When public agencies and their consultants plan large infrastructure projects or develop community master plans, gathering and integrating public input are crucially important — and a higher priority than ever, thanks to new awareness and policies around environmental, climate, and social justice.
In Texas, WSP is using advanced technology tools such as virtual reality (VR), telephone town halls, and digital polling to engage people, businesses, and institutions more effectively than was possible with traditional stakeholder processes alone. While such tools are used by WSP worldwide, their application for communications and public involvement (CPI) in Texas has been especially impactful.
One such location-based tool — geofencing — proved invaluable in countering false information that threatened a major rapid transit project and demonstrated the critical role planning CPI can have in the early and sustained success of a project.
Stopping False Information
MetroQuest public engagement software is the main platform used by the Texas WSP team and its public clients to reach people living in or traveling through an area that will be affected by a particular project or planning process.
“[MetroQuest] lets us drop a virtual geometry over a region as small as a room or as large as a country,” said Christopher Tarango, Texas CPI Manager for WSP. “We can tag smartphones in that geographic area and serve up messages in the form of ads on social media and other types of apps.”
When false information began spreading about a major extension of Dallas Area Rapid Transit’s (DART’s) Silver Line last year, WSP and DART used MetroQuest’s geofencing function to quickly send ads with accurate information to residents, drivers, and transit riders.

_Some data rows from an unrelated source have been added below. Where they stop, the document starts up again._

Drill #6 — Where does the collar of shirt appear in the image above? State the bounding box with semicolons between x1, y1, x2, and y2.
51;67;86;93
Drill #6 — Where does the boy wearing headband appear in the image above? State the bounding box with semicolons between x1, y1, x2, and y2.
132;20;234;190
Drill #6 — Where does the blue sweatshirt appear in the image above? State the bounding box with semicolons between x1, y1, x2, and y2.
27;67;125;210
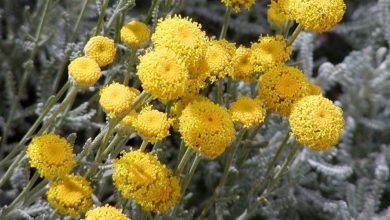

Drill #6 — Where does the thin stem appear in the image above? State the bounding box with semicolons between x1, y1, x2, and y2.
0;0;51;151
172;153;202;215
175;147;193;176
287;24;302;46
123;48;137;86
0;172;39;218
94;0;110;36
219;7;232;39
144;0;157;24
200;129;247;218
38;86;78;134
139;139;149;152
103;134;123;157
53;0;91;92
0;81;70;168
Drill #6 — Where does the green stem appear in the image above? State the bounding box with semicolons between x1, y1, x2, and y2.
144;0;158;24
139;139;149;152
0;81;69;168
200;129;246;218
0;172;39;219
94;0;110;36
175;147;193;176
37;86;78;134
53;0;90;91
216;78;223;105
287;24;302;46
123;48;137;86
219;7;232;39
0;0;51;151
172;153;202;216
103;134;123;157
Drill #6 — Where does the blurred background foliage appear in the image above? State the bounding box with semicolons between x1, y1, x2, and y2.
0;0;390;220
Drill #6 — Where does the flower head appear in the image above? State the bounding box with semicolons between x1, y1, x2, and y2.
267;0;288;25
133;106;171;143
152;16;207;73
112;151;180;213
231;46;256;82
259;66;309;116
229;96;266;128
250;35;292;72
99;82;139;118
137;49;188;102
46;175;93;217
68;57;100;86
206;40;236;80
27;134;76;180
179;99;234;158
84;36;116;67
278;0;345;33
289;95;344;150
84;205;130;220
121;21;150;48
221;0;255;13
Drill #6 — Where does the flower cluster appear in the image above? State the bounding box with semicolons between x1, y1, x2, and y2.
112;151;180;213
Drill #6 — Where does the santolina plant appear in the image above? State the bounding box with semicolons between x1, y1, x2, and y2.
0;0;354;220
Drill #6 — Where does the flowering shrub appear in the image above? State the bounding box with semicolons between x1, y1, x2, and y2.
0;0;390;220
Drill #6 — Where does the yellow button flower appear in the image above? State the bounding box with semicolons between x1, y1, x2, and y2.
112;151;180;213
231;46;256;82
27;134;76;180
99;82;139;118
289;96;344;150
152;16;208;74
267;0;288;25
121;21;150;48
68;57;100;86
179;99;234;158
84;205;130;220
278;0;346;33
229;96;266;128
250;35;292;72
259;66;309;116
133;106;171;143
206;40;236;81
221;0;255;12
84;36;116;67
137;49;189;102
46;175;92;217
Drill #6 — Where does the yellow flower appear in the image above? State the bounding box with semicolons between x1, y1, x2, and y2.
84;205;130;220
221;0;255;13
99;82;139;118
112;151;180;213
184;56;210;96
206;40;236;81
137;49;188;102
84;36;116;67
278;0;345;33
133;106;171;143
68;57;100;86
267;0;288;25
121;21;150;48
231;46;256;82
309;82;322;95
179;99;234;158
27;134;76;180
152;16;208;74
289;96;344;150
259;66;309;116
46;175;93;217
229;96;266;128
250;35;292;72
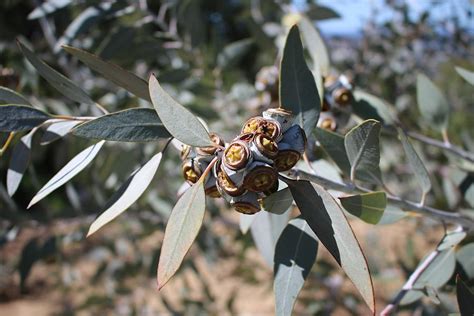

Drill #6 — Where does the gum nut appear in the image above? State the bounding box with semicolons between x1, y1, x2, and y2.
231;192;261;214
280;124;306;154
244;162;278;192
222;140;250;170
262;108;294;133
217;164;245;196
241;116;263;134
196;133;224;155
257;119;282;141
182;159;202;183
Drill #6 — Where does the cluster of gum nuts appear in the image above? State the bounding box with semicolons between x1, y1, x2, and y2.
181;109;306;214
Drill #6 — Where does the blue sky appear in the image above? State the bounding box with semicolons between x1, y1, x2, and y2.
294;0;474;36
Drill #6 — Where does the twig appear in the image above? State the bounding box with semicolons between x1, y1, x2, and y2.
289;169;474;230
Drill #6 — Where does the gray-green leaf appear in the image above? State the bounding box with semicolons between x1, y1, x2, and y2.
149;76;214;147
157;178;206;289
72;108;171;142
286;180;375;311
273;218;318;315
63;46;150;101
18;41;94;104
87;153;163;236
416;74;450;131
280;25;321;135
0;104;51;132
339;191;387;225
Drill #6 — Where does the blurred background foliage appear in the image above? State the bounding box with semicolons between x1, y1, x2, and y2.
0;0;474;315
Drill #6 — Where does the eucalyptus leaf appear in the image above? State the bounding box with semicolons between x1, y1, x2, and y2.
7;129;36;196
250;212;289;267
0;104;51;132
280;25;321;135
286;179;375;312
398;129;431;195
416;74;450;131
344;120;382;184
87;153;163;236
157;178;206;289
27;141;105;208
456;275;474;316
72;108;171;142
454;67;474;85
149;76;214;147
262;188;293;215
18;41;94;104
63;46;150;101
0;86;30;105
339;191;387;225
273;218;318;315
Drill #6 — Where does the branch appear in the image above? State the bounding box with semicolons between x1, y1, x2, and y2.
289;169;474;230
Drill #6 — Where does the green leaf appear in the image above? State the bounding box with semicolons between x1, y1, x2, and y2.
398;129;431;195
273;218;318;315
285;180;375;311
456;275;474;316
72;108;171;142
27;141;105;208
87;153;163;237
456;243;474;279
149;76;214;147
344;120;382;184
339;191;387;225
0;87;30;105
299;16;331;77
157;178;206;289
7;129;36;196
262;188;293;215
454;67;474;85
280;25;321;135
416;74;450;131
63;46;150;101
18;41;94;104
217;38;253;69
0;104;51;132
250;212;289;267
353;90;399;125
314;127;351;176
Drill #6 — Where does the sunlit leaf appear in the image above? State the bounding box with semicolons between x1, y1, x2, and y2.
157;178;206;289
149;76;214;147
273;218;318;315
87;153;163;236
339;192;387;224
63;46;150;101
456;275;474;316
7;129;36;196
28;141;105;208
398;129;431;198
286;180;375;312
344;120;382;184
280;25;321;135
416;74;450;131
0;104;51;132
18;41;94;104
250;212;289;267
0;87;30;105
454;67;474;85
72;108;171;142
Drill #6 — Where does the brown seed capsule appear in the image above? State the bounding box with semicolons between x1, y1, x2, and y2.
244;162;278;192
222;140;250;170
196;133;224;155
241;116;263;134
182;159;202;184
254;134;278;159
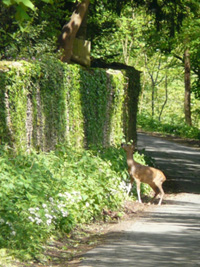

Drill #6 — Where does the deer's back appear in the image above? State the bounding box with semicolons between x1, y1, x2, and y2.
129;162;166;184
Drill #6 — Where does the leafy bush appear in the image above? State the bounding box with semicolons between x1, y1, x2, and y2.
0;146;151;259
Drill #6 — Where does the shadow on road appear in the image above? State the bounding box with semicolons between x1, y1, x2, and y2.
138;133;200;193
80;197;200;267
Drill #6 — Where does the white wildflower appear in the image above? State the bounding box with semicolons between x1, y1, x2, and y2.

“We were able to educate the public about the facts of the project rapidly,” said Ruben Landa, WSP Texas business leader for CPI. “[Geofencing] also streamlines the gathering of valuable information with templates for surveys and crowdsourcing opinions and input, as well as providing smart communications tools.”
“This kind of approach reduces the influence of false information and allows an agency to get accurate information across to affected stakeholders,” Tarango added. He and other team members shared this experience in a presentation at the American Public Transit Association conference in June.